This is an old version of this page. You can view the most recent version or browse the history.

CSVediting

CSV Editing

After successfully parsing a CSV file, now let's consider how to edit it.

Deleting a column

One of the basic editing operations that we might want to support is deleting a column from all records in a file.

Suppose we want to delete the second column in every row of the following CSV data.

Data_stream:         Henderson,Paul,ph@sfu.ca⏎Lin,Qingshan,1234@zju.edu.cn⏎
Field_separators:    .........1....1.........1...1........1...............1
Record_separators:   ........................1............................1

The Parabix FilterByMask operation can do this for us, if we set up a mask stream that selects all of the data except the second column and its preceding comma.

Data stream:         Henderson,Paul,ph@sfu.ca⏎Lin,Qingshan,1234@zju.edu.cn⏎
To keep:             111111111.....11111111111111.........11111111111111111

How do we calculate this mask? With the following set of operations using a PabloBuilder pb.

PabloAST * F1start = pb.createNot(pb.createAdvance(pb.createNot(Record_separators), 1));
PabloAST * F1follow = pb.createScanTo(F1start, Field_separators);
PabloAST * F2start = pb.createAdvance(F1follow, 1);
PabloAST * F2follow = pb.createScanTo(F2start, Field_separators);
PabloAST * toDelete = pb.createIntrinsicCall(pablo::Intrinsic::SpanUpTo, {F1follow, F2follow});
PabloAST * toKeep = pb.createNot(toDelete);

Data stream:         Henderson,Paul,ph@sfu.ca⏎Lin,Qingshan,1234@zju.edu.cn⏎
F1start:             1........................1............................
F1follow:            .........1..................1.........................
F2start:             ..........1..................1........................
F2follow:            ..............1......................1................
toDelete:            .........11111..............111111111.................
toKeep:              111111111.....11111111111111.........11111111111111111

A Pablo Kernel to create this mask can be created as follows.

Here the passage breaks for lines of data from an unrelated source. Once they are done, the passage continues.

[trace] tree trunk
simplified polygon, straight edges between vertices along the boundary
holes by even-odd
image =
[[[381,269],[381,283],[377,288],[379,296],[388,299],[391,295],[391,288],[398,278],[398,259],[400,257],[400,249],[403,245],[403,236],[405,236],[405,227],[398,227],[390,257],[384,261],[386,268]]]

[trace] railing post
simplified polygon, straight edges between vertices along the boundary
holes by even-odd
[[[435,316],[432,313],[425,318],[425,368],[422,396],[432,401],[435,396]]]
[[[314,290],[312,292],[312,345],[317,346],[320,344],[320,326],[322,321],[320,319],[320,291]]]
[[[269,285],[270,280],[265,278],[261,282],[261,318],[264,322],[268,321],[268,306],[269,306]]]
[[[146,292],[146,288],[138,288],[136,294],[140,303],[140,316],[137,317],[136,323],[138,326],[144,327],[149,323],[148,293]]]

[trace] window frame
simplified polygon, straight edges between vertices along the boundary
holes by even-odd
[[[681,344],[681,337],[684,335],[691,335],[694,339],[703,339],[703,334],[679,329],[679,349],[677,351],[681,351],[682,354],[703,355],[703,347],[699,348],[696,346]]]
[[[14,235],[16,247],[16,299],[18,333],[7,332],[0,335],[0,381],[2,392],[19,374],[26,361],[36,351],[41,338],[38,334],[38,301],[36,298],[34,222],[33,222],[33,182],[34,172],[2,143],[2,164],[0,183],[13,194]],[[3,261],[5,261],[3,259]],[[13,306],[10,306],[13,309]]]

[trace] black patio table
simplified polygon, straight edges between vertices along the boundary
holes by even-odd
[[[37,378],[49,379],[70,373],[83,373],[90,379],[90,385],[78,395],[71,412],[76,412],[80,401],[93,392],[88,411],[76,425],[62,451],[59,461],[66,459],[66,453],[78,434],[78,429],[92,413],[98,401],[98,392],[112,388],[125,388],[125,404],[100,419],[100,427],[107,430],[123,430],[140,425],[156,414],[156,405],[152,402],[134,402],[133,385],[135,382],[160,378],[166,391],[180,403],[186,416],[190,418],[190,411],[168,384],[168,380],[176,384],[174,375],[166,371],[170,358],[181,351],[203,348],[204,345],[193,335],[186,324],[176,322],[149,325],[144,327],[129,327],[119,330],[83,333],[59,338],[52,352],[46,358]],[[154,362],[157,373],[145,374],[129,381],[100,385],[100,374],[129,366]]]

MaskOutField2::MaskOutField2(BuilderRef b, StreamSet * Record_separators, 
                                           StreamSet * Field_separators, 
                                           StreamSet * toKeep)
: PabloKernel(b, "MaskOutField2",
  {Binding{"Record_separators", Record_separators}, 
   Binding{"Field_separators", Field_separators}},
  {Binding{"toKeep", toKeep}})  {}

void MaskOutField2::generatePabloMethod() {
    PabloBuilder pb(getEntryScope());
    Var * Record_separators = pb.createExtract(getInputStreamVar("Record_separators"), pb.getInteger(0));    
    Var * Field_separators = pb.createExtract(getInputStreamVar("Field_separators"), pb.getInteger(0));
    PabloAST * F1start = pb.createNot(pb.createAdvance(pb.createNot(Record_separators), 1));
    PabloAST * F1follow = pb.createScanTo(F1start, Field_separators);
    PabloAST * F2start = pb.createAdvance(F1follow, 1);
    PabloAST * F2follow = pb.createScanTo(F2start, Field_separators);
    PabloAST * toDelete = pb.createIntrinsicCall(pablo::Intrinsic::SpanUpTo, {F1follow, F2follow});
    PabloAST * toKeep = pb.createNot(toDelete);
    pb.createAssign(pb.createExtract(getOutputStreamVar("toKeep"), pb.getInteger(0)), pb.createInFile(toKeep));
}

Of course, a slightly different kernel is needed for masking out a column other than the second one. This should be written using a columnNo parameter to a more generic kernel, and performing the necessary number of ScanTo and Advance operations. The name of the kernel should actually be different for each columnNo.

MaskOutField::MaskOutField2(BuilderRef b, StreamSet * Record_separators, 
                                          StreamSet * Field_separators, 
                                          StreamSet * toKeep,
                                          unsigned columnNo)
: PabloKernel(b, "MaskOutField" + std::to_string(columnNo),
  {Binding{"Record_separators", Record_separators}, 
   Binding{"Field_separators", Field_separators}},
  {Binding{"toKeep", toKeep}})  {}

Finally, the first column must be handled differently. In this case, there is no preceding comma, so the mask should zero out the following comma rather than the preceding comma.